Il y a quelques années maintenant, je suis ressorti particulièrement retourné d'un film de Michael Haneke, son nom, Funny Games US. Je me rappelle de ce ressenti et il restera je pense toujours lié à ce film, une sorte de singulier dégoût envers les comportements humains et l'incompréhension de ce réalisateur qui se sera bien amusé à jouer avec ce qu'on appelle, le bien pensant.
Pourtant, tout partait innocemment, une simple rencontre entre une famille middleclass et deux jeunes garçons à première vue bardés de bonnes intentions. Des œufs à dépanner, tout part de là. Mais très vite l'embarras de cette situation anodine laisse place au malaise le plus total lorsque de manière totalement injustifiée les deux hommes commencent leurs jeux meurtriers avec la famille.

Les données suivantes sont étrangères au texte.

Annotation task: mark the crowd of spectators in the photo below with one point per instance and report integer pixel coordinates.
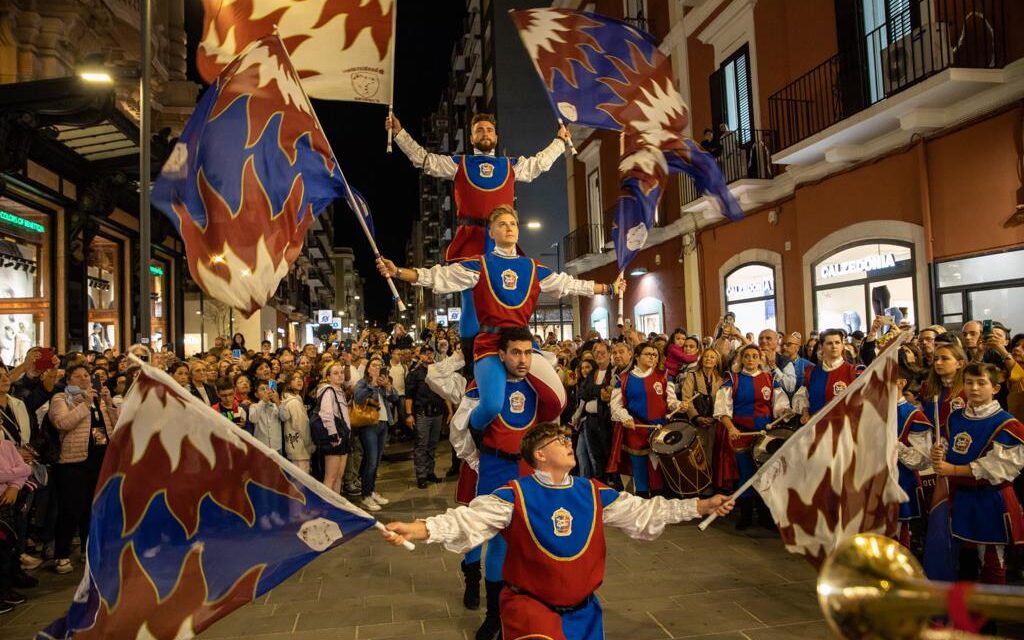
(57, 411)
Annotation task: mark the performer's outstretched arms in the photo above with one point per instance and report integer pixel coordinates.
(459, 529)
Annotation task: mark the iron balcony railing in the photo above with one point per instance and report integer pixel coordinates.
(741, 154)
(585, 240)
(910, 46)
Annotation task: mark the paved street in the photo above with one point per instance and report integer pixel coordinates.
(685, 585)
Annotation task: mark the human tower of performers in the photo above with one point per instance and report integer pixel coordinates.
(542, 571)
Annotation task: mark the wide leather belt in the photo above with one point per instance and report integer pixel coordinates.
(497, 453)
(491, 329)
(556, 609)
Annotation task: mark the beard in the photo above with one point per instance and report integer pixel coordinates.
(484, 144)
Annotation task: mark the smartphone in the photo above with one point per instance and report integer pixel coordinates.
(45, 361)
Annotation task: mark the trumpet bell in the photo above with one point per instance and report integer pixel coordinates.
(865, 590)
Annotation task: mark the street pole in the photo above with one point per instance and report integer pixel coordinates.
(143, 172)
(558, 267)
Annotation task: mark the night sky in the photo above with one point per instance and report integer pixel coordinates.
(426, 34)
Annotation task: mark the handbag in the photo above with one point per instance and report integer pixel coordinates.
(365, 415)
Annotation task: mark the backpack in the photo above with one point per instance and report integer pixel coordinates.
(317, 431)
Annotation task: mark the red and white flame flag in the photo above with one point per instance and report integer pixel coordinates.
(837, 476)
(342, 49)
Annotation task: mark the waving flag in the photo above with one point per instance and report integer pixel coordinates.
(250, 172)
(342, 49)
(193, 518)
(604, 74)
(837, 477)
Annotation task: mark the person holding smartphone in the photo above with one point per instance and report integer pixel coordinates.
(85, 418)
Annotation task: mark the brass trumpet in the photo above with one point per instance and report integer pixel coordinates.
(872, 588)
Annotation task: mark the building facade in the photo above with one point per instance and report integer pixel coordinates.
(873, 145)
(69, 195)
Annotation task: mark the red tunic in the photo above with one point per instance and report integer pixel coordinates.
(481, 184)
(556, 539)
(505, 296)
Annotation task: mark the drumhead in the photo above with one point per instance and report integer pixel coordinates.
(673, 437)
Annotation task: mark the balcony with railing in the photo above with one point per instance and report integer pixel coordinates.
(589, 239)
(907, 49)
(744, 154)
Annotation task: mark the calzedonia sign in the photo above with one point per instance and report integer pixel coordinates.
(860, 265)
(20, 222)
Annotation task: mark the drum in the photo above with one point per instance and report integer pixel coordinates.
(683, 461)
(770, 442)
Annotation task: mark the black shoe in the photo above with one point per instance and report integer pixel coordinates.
(471, 594)
(24, 581)
(491, 629)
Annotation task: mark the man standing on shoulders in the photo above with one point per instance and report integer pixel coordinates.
(426, 413)
(554, 526)
(482, 182)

Pour Haneke, ce remake américain, fidèle copie de l'original, est l'occasion d'étendre son discours dénonciateur de l'utilisation de la violence à l'écran au public américain, bien connu pour ses penchants pour les armes à feu. Décision louable, d'autant plus que ce n'est pas la violence en soi que dénonce Haneke mais son aspect voyeuriste. En résumé, jouer de la curiosité humaine face à un visage ensanglanté et vendre, ainsi, la violence comme divertissement. Funny Games prend totalement à contre pied cela et à même le mérite d’exécuter un tour de force, celui de démontrer que la violence a beaucoup plus d'impact lorsqu'elle n'est pas montrée. C'est d'ailleurs l'élément clé du film et le principal outil d'Haneke pour laminer le bon sens du spectateur. Privé de visuel, il ne reste à celui-ci que son oreille et sa propre imagination, difficile de rester impassible face à un tel film.
A partir de ce moment là, il s'agit plus de cinéma mais d'un véritable bras de fer psychologique entre le spectateur et ce petit jeu mené par Haneke. Jusqu'où le spectateur pourra le suivre et accepter les événements immoraux du film. Bien sur, tout cela est bien ficelé et le réalisateur usera intelligemment d'un suspens empathique où la seule attente du spectateur est d’espérer voir survivre cette famille. Paradoxalement et très certainement pour accroître cette position inconfortable, Haneke force des liens entre le spectateur et les deux hommes, les multiples clins d'oeil de Michael Pitt face caméra en sont la preuve. Luttant face au bon sens, le film tente de nous rendre complice de ces deux personnages et à son point culminant, celui où l'émotion ressentie est sans doute la plus forte, Haneke exécute l'impensable, le personnage armé d'une télécommande vient agir sur le film même, histoire de rejouer la scène comme il le souhaite. Libre au spectateur d'accepter cela.
Tout le film joue autour de ce suspens malsain et c'est ainsi qu'éthiquement il franchit des barrières qui l'éloigne de ce que l'on attend du cinéma pour le rapprocher d'une sorte expérience filmique comportementale... A vrai dire, ce n'est pas le traitement de la violence qui répulse dans Funny Games mais bien la complexité avec laquelle Haneke met en place ce jeu malsain. A croire que derrière son discours dénonciateur, il ne s'agirait pas pour lui d'un exutoire inavoué.